New Jersey Governor Chris Christie
ASBURY PARK, N.J. (Ashbury Park Press) - A legal showdown is looming in the joint legislative investigation into the closing of the George Washington Bridge access lanes in September.
Bill Stepien, a key figure in the shutdown scandal and New Jersey Gov. Chris Christie's former campaign manager, is refusing to budge in the face of a subpoena from the New Jersey Legislative Select Committee on Investigation.
Stepien's attorney, Kevin Marino, sent a letter Tuesday to Reid Schar, the Chicago attorney hired by the committee, maintaining Stepien's earlier position. Stepien and Bridget Anne Kelly, Christie's former deputy chief of staff, have cited constitutional protections against self-incrimination and unreasonable search and seizure in refusing to turn over records.
"I can think of no lawful way the committee can obtain documents responsive to its subpoena from Mr. Stepien," Marino wrote. "Stated simply, his principled objections to the subpoena raise significant legal issues that are no less valid because they here arise in the context of a politically-charged investigation."
Tuesday was the deadline that both Kelly and Schar were given to respond.
Sen. Loretta Weinberg, the committee co-chair, said the committee probably will take the matter to court.
"I believe that would be our next move," she said.
The next meeting of the committee has not yet been scheduled, she said.
Kelly's attorney, Michael Critchley, said his position has not changed since he sent a letter Feb. 3 to the committee explaining why Kelly would not be responding to the subpoena.
"I feel the subpoena is constitutionally defective and my issues have not been addressed," he said Tuesday.
The committee voted along party lines Feb. 11 to reject Stepien and Kelly's legal arguments and to authorize Schar to set a new date for them to comply and to enforce the subpoenas, with eight Democrats deciding in favor and the four Republicans abstaining.
The committee fell short of holding Kelly and Stepien in contempt.
Asked for his response after the meeting, Critchley said, "That's why they have judges."
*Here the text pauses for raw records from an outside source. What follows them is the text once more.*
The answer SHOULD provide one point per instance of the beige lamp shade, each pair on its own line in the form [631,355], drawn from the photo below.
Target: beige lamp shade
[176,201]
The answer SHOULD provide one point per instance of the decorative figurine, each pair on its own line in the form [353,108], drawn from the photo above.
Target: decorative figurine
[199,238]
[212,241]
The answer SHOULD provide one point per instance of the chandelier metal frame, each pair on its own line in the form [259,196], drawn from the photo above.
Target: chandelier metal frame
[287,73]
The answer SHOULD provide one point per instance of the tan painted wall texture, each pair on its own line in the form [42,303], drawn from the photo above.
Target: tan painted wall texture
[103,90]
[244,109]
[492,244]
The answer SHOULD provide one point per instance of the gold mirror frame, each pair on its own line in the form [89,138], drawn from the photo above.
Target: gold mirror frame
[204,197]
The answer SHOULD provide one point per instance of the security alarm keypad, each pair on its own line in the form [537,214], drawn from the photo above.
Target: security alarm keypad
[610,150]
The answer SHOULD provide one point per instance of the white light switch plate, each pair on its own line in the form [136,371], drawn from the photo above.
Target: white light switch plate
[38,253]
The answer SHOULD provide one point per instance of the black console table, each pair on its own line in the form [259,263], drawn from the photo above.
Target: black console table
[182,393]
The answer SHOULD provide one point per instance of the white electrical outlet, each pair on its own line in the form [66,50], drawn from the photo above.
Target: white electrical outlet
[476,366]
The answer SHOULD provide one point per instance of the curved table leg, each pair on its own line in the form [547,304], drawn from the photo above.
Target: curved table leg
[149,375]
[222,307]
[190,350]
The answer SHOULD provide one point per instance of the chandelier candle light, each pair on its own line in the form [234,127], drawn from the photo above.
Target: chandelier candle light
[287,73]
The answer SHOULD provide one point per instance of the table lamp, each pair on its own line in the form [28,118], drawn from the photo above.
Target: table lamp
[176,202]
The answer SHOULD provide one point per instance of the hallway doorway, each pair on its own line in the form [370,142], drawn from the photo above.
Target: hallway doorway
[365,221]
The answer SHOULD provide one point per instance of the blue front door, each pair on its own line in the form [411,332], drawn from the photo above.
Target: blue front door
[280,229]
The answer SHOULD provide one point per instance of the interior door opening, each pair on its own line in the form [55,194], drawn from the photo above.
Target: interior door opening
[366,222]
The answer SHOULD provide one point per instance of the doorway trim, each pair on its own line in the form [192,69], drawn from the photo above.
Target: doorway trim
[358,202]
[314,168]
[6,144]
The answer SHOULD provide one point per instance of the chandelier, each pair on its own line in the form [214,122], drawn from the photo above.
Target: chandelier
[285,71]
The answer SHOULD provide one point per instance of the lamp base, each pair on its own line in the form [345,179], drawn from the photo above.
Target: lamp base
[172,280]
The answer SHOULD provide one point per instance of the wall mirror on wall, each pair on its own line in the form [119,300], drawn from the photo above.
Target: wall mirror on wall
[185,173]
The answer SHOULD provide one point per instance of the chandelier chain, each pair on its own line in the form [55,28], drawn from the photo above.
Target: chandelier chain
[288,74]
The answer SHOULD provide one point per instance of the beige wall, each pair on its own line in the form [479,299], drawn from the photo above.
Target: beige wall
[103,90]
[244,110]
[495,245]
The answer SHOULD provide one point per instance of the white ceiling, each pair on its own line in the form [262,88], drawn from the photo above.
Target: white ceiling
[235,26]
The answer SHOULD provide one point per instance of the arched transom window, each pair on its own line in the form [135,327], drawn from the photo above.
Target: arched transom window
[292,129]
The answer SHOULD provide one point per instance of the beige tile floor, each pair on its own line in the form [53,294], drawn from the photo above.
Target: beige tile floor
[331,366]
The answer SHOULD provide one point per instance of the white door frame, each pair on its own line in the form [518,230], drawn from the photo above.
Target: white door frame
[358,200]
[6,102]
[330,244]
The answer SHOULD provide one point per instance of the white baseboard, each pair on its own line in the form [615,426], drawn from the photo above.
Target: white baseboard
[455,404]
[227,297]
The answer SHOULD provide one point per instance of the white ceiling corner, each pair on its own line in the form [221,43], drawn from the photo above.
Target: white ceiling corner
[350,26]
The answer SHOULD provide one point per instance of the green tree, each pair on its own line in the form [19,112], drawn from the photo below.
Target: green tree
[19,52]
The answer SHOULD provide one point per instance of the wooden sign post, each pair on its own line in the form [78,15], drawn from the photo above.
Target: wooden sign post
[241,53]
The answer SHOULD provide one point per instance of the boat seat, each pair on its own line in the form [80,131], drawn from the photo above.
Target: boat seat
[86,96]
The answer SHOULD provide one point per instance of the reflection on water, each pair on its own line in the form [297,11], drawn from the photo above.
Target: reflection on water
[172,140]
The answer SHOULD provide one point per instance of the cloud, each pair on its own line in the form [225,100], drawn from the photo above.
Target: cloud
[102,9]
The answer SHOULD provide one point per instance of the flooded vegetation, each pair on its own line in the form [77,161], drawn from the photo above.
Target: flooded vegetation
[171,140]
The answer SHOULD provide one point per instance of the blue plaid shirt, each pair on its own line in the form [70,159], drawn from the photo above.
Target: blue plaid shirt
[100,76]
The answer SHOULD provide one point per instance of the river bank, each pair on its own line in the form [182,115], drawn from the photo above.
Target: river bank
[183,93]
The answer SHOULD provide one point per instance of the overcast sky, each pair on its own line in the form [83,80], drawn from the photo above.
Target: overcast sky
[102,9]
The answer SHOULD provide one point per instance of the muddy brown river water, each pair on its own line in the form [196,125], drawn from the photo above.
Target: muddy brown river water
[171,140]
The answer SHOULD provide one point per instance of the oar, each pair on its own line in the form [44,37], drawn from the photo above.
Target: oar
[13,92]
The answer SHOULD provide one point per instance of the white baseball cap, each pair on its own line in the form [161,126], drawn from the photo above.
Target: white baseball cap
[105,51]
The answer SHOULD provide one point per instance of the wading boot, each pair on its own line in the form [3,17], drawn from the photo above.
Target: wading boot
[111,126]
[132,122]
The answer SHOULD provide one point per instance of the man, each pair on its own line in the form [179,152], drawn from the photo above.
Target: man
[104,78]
Marino said in the letter he also is set to go before a judge.
Marino wrote that Schar urged him to consider whether there were any materials responsive to the subpoena "for which his objections could be withdrawn" and offered to discuss that with Marino.
Marino rejected all Schar's points.
"Hence, I respectfully suggest that if the committee persists in its refusal to withdraw the subpoena, we confer an orderly process and schedule for seeking a judicial determination as to the validity of (Stepien's) objections," Marino wrote.
The committee has issued 19 subpoenas on top of the 20 that were initially sent out.